Collect and upload PEP 740 attestations during uv publish

[woodruffw]

Summary

Still working on this.

TL;DR: This makes uv publish behave like twine upload: when a user does uv publish dist/* and dist/* includes attestations, we now group those attestations with their matching distribution and include them in the upload. This changes the behavior from the previous behavior, which silently skipped these (since they don't match the distribution filename format).

This is a step towards #15618: we don't produce attestations within uv itself yet, but this allows uv to upload them if they're already present as part of the distribution paths.

Test Plan

I've broken the uv-publish crate's functionality for collecting upload inputs a part a bit to make testing of the grouping logic easier; files_for_publishing is now group_files_for_publishing, with an interior helper (group_files) that does no I/O or filesystem ops. I've added unit tests for that inner helper to confirm our matching/grouping works as expected and doesn't regress on other publishing tests.

Separately, it'd be nice to have some kind of integration test with an index that supports attestations, like PyPI or TestPyPI. I'll need to think a bit about how best to do that 🙂

[woodruffw]

Flagging one thing: unlike twine upload this currently sends attestations unconditionally if they're present, which may not play super well with various indices (they may reject the attestations form part rather than silently skipping it). I'll need to add this to our upload tests.

[woodruffw]

We'll want documentation for this as well. Let me know if you need help finding a place for it.

Thanks! I'm guessing maybe this belongs under guides/package.md, i.e. the building/publishing guide? Longer term it probably also makes sense to mention/describe in the GitHub integration guide, although maybe not until attestation generation happens in uv itself.

[woodruffw]

I added a small section to the packaging guide, but I'm not sure how much detail to include.
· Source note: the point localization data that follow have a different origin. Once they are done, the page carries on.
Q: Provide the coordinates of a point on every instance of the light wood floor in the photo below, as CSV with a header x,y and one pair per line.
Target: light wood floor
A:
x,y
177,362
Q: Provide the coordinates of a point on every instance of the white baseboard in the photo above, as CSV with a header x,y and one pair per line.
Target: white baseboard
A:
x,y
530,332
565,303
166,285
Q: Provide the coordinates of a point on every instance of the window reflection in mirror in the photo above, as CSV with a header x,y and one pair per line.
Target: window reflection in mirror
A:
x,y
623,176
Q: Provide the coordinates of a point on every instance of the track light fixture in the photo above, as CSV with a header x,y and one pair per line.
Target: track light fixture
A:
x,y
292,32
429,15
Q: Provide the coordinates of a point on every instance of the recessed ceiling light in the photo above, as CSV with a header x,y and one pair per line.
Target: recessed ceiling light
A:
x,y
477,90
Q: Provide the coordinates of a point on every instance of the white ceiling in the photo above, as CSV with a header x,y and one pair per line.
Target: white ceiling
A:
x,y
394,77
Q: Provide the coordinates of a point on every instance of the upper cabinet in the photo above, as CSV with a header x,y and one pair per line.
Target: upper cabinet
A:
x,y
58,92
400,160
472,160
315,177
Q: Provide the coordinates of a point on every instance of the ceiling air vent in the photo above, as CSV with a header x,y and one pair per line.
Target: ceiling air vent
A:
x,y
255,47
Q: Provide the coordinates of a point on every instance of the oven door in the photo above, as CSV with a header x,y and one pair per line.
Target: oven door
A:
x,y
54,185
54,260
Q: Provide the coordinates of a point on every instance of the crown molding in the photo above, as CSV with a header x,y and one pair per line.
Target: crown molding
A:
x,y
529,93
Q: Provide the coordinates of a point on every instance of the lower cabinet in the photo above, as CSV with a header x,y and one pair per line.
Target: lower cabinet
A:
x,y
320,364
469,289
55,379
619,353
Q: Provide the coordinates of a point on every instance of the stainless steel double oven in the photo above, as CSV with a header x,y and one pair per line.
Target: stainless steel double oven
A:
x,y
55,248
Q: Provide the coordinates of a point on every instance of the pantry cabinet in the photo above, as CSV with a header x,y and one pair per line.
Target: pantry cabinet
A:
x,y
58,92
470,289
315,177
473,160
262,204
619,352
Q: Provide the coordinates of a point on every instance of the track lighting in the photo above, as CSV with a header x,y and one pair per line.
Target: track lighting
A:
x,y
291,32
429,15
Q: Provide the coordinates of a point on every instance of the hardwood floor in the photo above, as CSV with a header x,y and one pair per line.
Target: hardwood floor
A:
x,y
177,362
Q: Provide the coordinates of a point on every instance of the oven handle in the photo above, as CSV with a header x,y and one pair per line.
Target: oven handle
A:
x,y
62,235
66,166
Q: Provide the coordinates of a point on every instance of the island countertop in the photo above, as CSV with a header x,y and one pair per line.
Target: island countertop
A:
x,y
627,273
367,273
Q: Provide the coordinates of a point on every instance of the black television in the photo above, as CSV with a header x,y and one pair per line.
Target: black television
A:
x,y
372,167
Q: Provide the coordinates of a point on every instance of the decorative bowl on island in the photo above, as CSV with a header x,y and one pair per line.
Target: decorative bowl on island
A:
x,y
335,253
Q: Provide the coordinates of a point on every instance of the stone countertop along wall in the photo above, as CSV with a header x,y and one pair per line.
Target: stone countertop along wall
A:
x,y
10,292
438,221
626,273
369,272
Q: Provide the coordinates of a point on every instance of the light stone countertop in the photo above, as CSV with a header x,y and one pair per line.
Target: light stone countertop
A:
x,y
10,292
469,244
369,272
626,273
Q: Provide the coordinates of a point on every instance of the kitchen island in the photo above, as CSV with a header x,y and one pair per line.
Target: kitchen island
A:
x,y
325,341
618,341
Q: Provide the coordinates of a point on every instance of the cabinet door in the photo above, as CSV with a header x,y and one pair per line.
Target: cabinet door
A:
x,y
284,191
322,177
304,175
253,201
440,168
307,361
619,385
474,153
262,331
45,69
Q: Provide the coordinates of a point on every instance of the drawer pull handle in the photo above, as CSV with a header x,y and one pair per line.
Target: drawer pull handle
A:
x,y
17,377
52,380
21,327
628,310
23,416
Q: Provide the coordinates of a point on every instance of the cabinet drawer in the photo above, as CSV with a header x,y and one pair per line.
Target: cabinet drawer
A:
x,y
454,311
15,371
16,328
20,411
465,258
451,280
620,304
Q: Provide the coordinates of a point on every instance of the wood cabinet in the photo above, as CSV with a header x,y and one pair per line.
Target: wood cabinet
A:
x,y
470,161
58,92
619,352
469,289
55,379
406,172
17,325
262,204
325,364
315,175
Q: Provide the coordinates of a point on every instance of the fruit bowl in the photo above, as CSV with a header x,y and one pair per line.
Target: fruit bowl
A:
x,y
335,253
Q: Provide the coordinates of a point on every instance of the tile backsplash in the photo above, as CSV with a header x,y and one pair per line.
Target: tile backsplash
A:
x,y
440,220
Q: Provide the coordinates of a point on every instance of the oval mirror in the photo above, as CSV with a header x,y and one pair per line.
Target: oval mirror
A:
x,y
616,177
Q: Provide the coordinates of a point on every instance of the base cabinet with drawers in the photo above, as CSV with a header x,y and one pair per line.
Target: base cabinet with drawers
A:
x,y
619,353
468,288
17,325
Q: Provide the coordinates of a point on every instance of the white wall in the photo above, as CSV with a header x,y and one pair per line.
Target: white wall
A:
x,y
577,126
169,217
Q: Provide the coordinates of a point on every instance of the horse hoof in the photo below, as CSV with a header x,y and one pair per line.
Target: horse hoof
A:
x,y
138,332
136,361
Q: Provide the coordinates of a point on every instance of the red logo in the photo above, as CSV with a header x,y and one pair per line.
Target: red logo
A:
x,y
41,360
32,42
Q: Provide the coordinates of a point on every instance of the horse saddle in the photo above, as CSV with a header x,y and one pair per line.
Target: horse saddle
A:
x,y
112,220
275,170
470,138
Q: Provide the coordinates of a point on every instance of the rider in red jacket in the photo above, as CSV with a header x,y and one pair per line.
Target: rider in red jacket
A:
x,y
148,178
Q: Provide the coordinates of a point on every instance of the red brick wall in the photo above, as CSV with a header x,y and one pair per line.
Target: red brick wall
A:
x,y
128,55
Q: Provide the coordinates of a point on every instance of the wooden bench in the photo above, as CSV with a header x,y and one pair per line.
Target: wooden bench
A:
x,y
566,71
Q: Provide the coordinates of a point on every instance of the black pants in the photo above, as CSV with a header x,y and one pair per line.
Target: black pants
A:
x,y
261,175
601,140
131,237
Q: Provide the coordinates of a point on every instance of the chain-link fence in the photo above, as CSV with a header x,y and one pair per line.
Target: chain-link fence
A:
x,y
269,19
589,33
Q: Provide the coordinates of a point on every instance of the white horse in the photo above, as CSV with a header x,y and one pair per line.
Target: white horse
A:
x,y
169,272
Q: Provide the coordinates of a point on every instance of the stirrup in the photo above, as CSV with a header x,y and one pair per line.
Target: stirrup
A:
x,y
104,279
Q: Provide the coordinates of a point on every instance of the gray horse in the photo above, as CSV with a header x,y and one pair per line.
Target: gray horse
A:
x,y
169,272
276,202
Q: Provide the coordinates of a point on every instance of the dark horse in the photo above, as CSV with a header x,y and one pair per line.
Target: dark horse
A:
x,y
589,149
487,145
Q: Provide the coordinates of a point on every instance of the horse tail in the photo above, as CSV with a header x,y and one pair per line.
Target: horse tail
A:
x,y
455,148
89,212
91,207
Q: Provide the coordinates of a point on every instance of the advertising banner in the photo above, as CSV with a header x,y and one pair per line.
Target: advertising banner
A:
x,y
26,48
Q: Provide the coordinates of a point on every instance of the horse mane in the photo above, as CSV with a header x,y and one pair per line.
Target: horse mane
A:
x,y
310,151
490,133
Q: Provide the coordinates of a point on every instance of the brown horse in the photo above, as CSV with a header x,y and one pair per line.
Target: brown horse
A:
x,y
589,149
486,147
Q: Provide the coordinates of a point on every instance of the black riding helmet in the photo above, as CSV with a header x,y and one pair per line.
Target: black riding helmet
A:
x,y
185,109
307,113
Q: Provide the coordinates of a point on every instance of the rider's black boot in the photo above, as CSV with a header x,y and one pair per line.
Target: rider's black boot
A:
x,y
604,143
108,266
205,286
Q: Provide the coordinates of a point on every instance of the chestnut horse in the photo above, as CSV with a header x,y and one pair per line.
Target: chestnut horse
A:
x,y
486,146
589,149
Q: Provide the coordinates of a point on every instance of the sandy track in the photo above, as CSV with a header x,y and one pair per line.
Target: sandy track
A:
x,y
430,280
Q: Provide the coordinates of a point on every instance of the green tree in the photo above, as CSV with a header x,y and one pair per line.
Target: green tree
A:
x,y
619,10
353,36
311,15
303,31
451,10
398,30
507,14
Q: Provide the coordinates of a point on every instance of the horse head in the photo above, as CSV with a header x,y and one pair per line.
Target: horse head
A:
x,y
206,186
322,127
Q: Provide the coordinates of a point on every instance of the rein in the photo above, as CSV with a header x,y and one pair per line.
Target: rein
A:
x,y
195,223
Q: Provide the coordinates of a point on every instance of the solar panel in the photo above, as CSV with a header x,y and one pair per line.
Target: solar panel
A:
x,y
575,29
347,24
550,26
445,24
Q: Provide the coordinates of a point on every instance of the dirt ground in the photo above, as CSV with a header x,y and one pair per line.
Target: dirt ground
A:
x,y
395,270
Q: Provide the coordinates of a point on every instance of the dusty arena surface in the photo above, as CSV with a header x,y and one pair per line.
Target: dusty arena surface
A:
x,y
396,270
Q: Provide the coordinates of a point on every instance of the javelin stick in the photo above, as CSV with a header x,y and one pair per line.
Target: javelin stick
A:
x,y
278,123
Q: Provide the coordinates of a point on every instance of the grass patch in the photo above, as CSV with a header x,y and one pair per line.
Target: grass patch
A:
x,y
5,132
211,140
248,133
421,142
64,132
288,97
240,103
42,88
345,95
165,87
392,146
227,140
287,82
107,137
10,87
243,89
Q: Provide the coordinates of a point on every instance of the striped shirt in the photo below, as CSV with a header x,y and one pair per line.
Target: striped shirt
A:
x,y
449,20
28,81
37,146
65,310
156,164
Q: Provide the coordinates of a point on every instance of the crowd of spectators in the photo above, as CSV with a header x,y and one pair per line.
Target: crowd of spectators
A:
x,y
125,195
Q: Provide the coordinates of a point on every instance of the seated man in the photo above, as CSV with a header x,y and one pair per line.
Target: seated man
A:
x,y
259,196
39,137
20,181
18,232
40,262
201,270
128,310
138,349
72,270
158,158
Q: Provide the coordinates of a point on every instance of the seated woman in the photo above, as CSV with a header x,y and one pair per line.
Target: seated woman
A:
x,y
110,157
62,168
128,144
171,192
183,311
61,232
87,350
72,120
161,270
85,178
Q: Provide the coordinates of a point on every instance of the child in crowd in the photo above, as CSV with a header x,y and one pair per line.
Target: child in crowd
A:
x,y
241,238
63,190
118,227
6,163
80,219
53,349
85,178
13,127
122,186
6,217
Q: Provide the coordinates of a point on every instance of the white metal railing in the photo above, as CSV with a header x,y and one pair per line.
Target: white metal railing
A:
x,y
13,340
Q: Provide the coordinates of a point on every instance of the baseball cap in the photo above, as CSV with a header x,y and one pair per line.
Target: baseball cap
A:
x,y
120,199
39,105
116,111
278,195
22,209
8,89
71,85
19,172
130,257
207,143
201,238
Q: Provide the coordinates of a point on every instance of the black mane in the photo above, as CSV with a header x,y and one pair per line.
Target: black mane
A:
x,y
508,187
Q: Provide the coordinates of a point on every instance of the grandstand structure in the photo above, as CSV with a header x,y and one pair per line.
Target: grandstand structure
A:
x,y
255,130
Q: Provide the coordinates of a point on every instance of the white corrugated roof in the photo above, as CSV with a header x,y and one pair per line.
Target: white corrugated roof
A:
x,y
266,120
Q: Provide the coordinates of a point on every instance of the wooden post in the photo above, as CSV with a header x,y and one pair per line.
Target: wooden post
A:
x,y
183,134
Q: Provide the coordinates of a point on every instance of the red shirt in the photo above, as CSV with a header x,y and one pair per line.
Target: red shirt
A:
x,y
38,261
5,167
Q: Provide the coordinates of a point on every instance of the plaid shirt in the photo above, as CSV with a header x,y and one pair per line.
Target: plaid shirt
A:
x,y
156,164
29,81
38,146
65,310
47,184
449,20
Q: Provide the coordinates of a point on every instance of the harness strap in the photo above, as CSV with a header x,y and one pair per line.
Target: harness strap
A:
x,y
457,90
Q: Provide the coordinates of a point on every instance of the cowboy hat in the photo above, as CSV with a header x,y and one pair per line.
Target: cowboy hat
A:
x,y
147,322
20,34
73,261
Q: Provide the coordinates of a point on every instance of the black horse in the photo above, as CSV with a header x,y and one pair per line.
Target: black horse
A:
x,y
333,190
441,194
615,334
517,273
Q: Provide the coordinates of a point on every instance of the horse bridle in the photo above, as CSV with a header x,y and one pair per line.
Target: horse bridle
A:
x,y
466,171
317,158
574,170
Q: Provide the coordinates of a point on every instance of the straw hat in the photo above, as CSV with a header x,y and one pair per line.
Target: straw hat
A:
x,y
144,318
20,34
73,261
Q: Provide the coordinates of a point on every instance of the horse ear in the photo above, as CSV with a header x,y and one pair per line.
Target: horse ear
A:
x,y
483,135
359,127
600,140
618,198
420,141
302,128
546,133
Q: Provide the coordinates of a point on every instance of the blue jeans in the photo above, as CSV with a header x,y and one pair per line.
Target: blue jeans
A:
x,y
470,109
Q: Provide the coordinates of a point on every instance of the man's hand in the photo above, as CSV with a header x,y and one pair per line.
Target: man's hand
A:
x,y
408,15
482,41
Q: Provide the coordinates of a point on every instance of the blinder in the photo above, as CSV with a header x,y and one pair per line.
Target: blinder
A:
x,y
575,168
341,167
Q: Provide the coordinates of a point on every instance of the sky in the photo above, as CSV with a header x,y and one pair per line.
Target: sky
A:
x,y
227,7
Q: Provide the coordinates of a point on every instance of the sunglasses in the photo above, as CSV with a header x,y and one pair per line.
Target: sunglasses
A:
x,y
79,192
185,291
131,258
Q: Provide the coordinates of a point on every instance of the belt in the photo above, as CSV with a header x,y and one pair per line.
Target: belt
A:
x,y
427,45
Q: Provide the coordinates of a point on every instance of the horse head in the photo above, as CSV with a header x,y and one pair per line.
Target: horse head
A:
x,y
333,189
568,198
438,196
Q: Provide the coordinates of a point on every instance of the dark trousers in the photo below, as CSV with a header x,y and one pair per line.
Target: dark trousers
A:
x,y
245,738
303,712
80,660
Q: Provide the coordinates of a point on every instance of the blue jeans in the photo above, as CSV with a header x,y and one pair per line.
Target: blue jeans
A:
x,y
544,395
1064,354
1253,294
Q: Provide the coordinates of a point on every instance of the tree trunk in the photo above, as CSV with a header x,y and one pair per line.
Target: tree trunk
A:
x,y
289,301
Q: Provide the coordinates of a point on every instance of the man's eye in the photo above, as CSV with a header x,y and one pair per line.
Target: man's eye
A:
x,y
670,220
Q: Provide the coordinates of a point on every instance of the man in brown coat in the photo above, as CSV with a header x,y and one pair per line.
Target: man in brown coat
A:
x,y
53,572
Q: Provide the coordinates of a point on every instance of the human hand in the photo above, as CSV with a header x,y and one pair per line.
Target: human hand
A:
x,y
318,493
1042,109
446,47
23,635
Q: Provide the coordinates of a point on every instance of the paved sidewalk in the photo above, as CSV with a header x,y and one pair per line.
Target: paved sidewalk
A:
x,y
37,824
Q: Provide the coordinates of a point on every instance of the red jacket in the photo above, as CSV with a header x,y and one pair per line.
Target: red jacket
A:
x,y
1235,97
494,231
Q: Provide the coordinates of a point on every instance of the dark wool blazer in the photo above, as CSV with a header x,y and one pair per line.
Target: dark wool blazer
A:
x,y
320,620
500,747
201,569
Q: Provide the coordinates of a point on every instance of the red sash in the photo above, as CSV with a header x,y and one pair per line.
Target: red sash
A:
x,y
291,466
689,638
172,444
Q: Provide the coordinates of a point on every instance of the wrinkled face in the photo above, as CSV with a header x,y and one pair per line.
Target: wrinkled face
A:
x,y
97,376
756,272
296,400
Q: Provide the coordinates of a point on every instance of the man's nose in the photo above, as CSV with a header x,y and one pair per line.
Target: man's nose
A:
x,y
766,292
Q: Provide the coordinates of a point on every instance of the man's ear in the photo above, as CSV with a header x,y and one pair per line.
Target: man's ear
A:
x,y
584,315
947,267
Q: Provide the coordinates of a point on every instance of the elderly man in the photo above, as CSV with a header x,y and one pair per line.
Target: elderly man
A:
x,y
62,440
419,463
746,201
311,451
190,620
One thing that made me realize is that we don't really expose a knob for this at the moment -- maybe it makes sense to add --no-attestations / UV_PUBLISH_NO_ATTESTATIONS for non-supporting indices that misbehave and fail rather than ignoring attestations?

[konstin]

The knobs and their names sound good

[zanieb]

Should we link or suggest how they would be created?

[woodruffw]

The wrinkle here is that there's no good way to do this currently 😅 -- we could point users to pypi-attestations as a DIY approach, but that's a glue package that isn't really intended for direct usage.

(What gh-action-pypi-publish does is have a helper script that uses the pypi-attestations APIs.)

One option here would be to create astral-sh/pypi-attest as an action, which we'd then recommend at least until we have in-client attesting. That would only take me an hour or two to build.